GitLab is an awesome product! Although I don’t use their hosted service at GitLab.com, I’ve been a very happy user of the product in an internally hosted setup.
They had a pretty bad (and well publicized) incident a couple of days back which started with spammers hammering their Postgres DBs and unfortunately ending up with a sysadmin accidentally removing almost 300GB of production data.
I can empathize (#HugOps) with the engineers who were working tirelessly to rectify the situation. Shit can hit the fan anytime you have a production system with so many users open to the wild internet. The transparency shown by the GitLab team to keep their users informed during the incident was awesome and required amazing guts!

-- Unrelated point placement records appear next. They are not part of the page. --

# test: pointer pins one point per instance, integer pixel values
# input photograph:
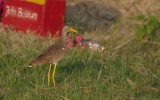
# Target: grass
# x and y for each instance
(127, 70)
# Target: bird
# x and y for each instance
(53, 54)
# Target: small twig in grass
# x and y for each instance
(99, 74)
(152, 42)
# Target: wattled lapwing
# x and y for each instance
(54, 53)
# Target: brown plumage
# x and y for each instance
(53, 53)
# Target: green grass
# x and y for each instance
(127, 70)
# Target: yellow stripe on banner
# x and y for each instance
(41, 2)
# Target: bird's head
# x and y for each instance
(68, 29)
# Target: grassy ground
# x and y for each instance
(127, 70)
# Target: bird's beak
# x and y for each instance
(73, 30)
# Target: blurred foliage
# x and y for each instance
(148, 29)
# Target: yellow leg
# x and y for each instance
(49, 72)
(54, 82)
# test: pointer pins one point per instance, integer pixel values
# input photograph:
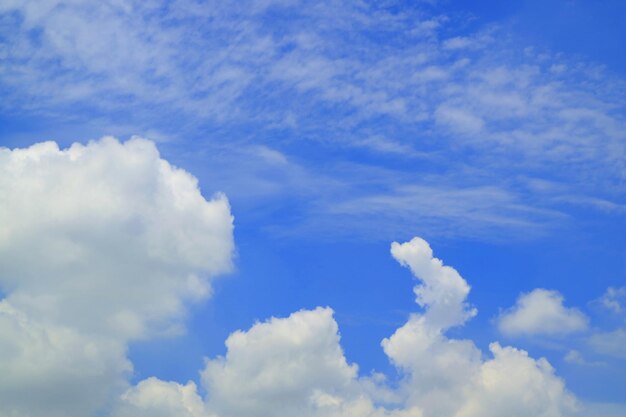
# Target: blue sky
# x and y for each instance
(495, 132)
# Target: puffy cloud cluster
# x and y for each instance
(541, 312)
(100, 244)
(104, 243)
(295, 366)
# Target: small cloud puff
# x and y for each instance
(541, 312)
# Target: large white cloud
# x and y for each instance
(295, 366)
(54, 371)
(100, 244)
(541, 312)
(106, 237)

Now most blogs/experts talk about the technical aspects of the unfortunate incident. These mainly focus on DB backup, replication and restoration processes, which are no doubt, highly valid points.
I’d like to suggest another key aspect that came to my mind when going through the incident report, the human aspect!
This aspect seems to be ignored by many. From all accounts it looks like the team member working on the database issue was alone, tired and frustrated. The data removal disaster may have been averted if, not one but two engineers were working on the problem together. Think pair-programming. Obviously, screen sharing can be used if the engineers are not co-located.
I know this still does not guarantee a serious f*ck up, but as a company/startup you would probably have better odds on your side.
An engineer should never work alone when fixing a highly critical production issue.
When trying to fix critical production issues in software systems its super important to have a aircraft style co-pilot working with you on the look out for potential howlers that can occur, e.g. rm -rfing the wrong folder.
There is always something to learn from adversity, Rock-on GitLab! Still a big fan.